GX Cloud deployment patterns
GX Cloud deployments can be tailored to meet your specific business requirements. How your data is accessed and how you want your users to interact with GX Cloud determine which deployment pattern and GX architectural components are suitable for your organization.
Org-hosted deployment pattern
In an org-hosted deployment, you run the GX Agent in your organization's deployment environment. The GX Agent is an intermediary between GX Cloud and your organization's deployment environment data stores. Organization users can interact with GX Cloud using the web UI, the GX OSS client, or both.
Self-hosted deployment pattern
In a self-hosted deployment, you use Docker to run the GX Agent in your local environment. The GX Agent is an intermediary between GX Cloud and your local data stores. You can interact with GX Cloud using the web UI, the GX OSS client, or both.
Orchestrated deployment pattern
In an orchestrated deployment pattern, you use an orchestrator to integrate GX Cloud into your existing data pipeline. You use the GX OSS client to access your organization's data stores and to store job results in GX Cloud. Users can interact with GX Cloud using the web UI, the GX OSS client, or both.
Custom deployment patterns
The deployment patterns described previously are not an exhaustive collection of the ways you can deploy GX Cloud. Instead, these patterns are meant to illustrate the building blocks of a GX Cloud deployment and how your organization can configure and connect those blocks to form a functioning data quality ecosystem.
For example, you might opt to run and interact with the GX OSS client locally to define your Data Sources, Data Assets, Expectation Suites, and Checkpoints, run the GX OSS client in your Airflow pipeline to execute Checkpoints on a regular schedule, run the GX Agent in your production environment to fetch Data Asset metrics from the GX Cloud web UI, and access the GX Cloud web UI to view Validation and Checkpoint run histories.

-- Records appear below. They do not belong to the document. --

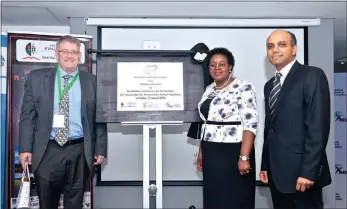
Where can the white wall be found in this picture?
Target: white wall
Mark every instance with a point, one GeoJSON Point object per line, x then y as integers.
{"type": "Point", "coordinates": [29, 28]}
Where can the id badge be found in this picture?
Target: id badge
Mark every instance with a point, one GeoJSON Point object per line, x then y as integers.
{"type": "Point", "coordinates": [58, 120]}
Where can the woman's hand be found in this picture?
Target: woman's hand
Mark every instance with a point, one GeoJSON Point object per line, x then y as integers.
{"type": "Point", "coordinates": [199, 161]}
{"type": "Point", "coordinates": [244, 167]}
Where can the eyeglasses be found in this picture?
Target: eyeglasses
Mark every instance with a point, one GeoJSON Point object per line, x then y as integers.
{"type": "Point", "coordinates": [66, 52]}
{"type": "Point", "coordinates": [214, 66]}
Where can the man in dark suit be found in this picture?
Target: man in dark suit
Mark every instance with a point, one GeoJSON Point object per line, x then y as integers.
{"type": "Point", "coordinates": [58, 134]}
{"type": "Point", "coordinates": [297, 126]}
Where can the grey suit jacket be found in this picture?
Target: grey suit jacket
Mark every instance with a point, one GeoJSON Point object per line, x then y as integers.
{"type": "Point", "coordinates": [36, 116]}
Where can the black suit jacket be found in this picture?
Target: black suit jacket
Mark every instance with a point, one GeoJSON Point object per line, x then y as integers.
{"type": "Point", "coordinates": [296, 135]}
{"type": "Point", "coordinates": [36, 116]}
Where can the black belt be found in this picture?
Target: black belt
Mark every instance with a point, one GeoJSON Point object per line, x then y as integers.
{"type": "Point", "coordinates": [71, 141]}
{"type": "Point", "coordinates": [224, 122]}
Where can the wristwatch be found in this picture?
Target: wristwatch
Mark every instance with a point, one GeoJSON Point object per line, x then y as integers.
{"type": "Point", "coordinates": [244, 158]}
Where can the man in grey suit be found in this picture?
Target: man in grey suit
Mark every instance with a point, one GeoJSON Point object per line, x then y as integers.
{"type": "Point", "coordinates": [58, 133]}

GX provides flexible, robust products that allow your organization to quickly deploy GX Cloud or GX OSS to fit your unique requirements.
GX Cloud workflow
The GX Cloud workflow is a sequence of tasks you complete to perform Data Validations.

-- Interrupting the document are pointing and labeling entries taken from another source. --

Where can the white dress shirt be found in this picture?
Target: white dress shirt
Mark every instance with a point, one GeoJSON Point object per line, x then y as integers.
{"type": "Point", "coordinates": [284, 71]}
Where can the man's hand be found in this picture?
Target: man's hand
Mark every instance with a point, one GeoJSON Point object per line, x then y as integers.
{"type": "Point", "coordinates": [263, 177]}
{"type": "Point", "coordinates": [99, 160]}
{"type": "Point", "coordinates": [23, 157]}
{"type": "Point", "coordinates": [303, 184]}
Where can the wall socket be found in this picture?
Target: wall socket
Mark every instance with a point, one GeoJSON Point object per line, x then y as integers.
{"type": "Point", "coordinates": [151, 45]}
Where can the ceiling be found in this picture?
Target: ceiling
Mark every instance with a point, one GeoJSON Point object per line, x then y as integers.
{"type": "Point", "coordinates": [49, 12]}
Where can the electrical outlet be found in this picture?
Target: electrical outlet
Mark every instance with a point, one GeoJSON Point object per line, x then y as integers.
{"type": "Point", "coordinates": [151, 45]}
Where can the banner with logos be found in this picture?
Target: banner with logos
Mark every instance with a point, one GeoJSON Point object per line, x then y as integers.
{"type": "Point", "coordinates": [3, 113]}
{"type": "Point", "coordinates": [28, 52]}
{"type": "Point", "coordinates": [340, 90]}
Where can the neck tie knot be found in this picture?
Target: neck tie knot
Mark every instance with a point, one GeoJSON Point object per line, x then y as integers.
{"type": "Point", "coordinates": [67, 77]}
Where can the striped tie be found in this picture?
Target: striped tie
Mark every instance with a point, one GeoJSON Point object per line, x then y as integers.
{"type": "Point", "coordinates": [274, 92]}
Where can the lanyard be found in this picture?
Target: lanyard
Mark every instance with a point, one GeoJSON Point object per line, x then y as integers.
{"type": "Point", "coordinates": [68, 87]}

You connect GX Cloud to a Data Asset stored on your Data Source, you define and create an Expectation, and then you run a Validation on the data defined in the Expectation. Knowing that your data meets your Expectations helps you ensure your data is accurate and reliable and alerts you to issues before they become problematic.

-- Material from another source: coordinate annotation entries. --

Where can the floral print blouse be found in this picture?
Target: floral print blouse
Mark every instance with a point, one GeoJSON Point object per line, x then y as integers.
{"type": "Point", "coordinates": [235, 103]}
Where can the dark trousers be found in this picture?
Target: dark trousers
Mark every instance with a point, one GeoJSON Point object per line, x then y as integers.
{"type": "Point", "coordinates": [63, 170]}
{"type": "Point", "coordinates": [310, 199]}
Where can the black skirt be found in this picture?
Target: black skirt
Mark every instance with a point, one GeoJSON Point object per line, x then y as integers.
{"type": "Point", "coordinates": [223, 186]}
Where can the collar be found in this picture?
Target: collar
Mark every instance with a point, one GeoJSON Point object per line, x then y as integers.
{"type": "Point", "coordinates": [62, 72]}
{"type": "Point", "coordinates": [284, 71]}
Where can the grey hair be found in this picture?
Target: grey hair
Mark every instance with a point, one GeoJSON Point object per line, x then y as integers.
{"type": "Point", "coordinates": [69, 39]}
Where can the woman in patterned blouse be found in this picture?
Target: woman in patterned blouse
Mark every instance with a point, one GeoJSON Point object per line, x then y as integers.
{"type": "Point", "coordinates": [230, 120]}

The following table lists the sequence of tasks that you complete in a typical GX Cloud workflow. A brief description of the task and links to the relevant topics are provided.
Task | Description |
---|---|
Deploy the GX Agent | Deploy the GX Agent to use GX Cloud features and functionality. |
Create a Data Asset | The Data Asset contains the data you want to examine and validate, and the Data Source is where the Data Asset is located. |
Invite users | Invite users to your GX Cloud organization. |
Create an Expectation | Define verifiable assertions about your data. |
Run Validations | Run a Validation to determine if your data meets the assertions in the Expectation. |
(Optional) Add and run Checkpoints | Add and run Checkpoints to refine and confirm your Data Validations. |
Roles and responsibilities
How you interact with GX Cloud is dependent on the role you're assigned by your Admin. The following table lists GX Cloud roles and responsibilities.
Role | Responsibilities |
---|---|
Viewer | View Checkpoints and Validation Results |
Editor | Create Data Assets Create and edit Expectations Create access tokens Create and edit Checkpoints |
Admin | Full access Perform all GX Cloud administrative functions including user and role assignment |
Supported browsers
The following browsers are supported by GX Cloud:
-
Google Chrome — the latest version is fully supported
-
Mozilla Firefox — the latest version is fully supported
-
Apple Safari — the latest version is fully supported
-
Microsoft Edge — the latest version is fully supported
Browser session duration
A session is the period of time that you’re signed in to your GX Cloud account from a browser. If you close the browser, your session ends, and you're signed out. You'll need to sign in again to access GX Cloud.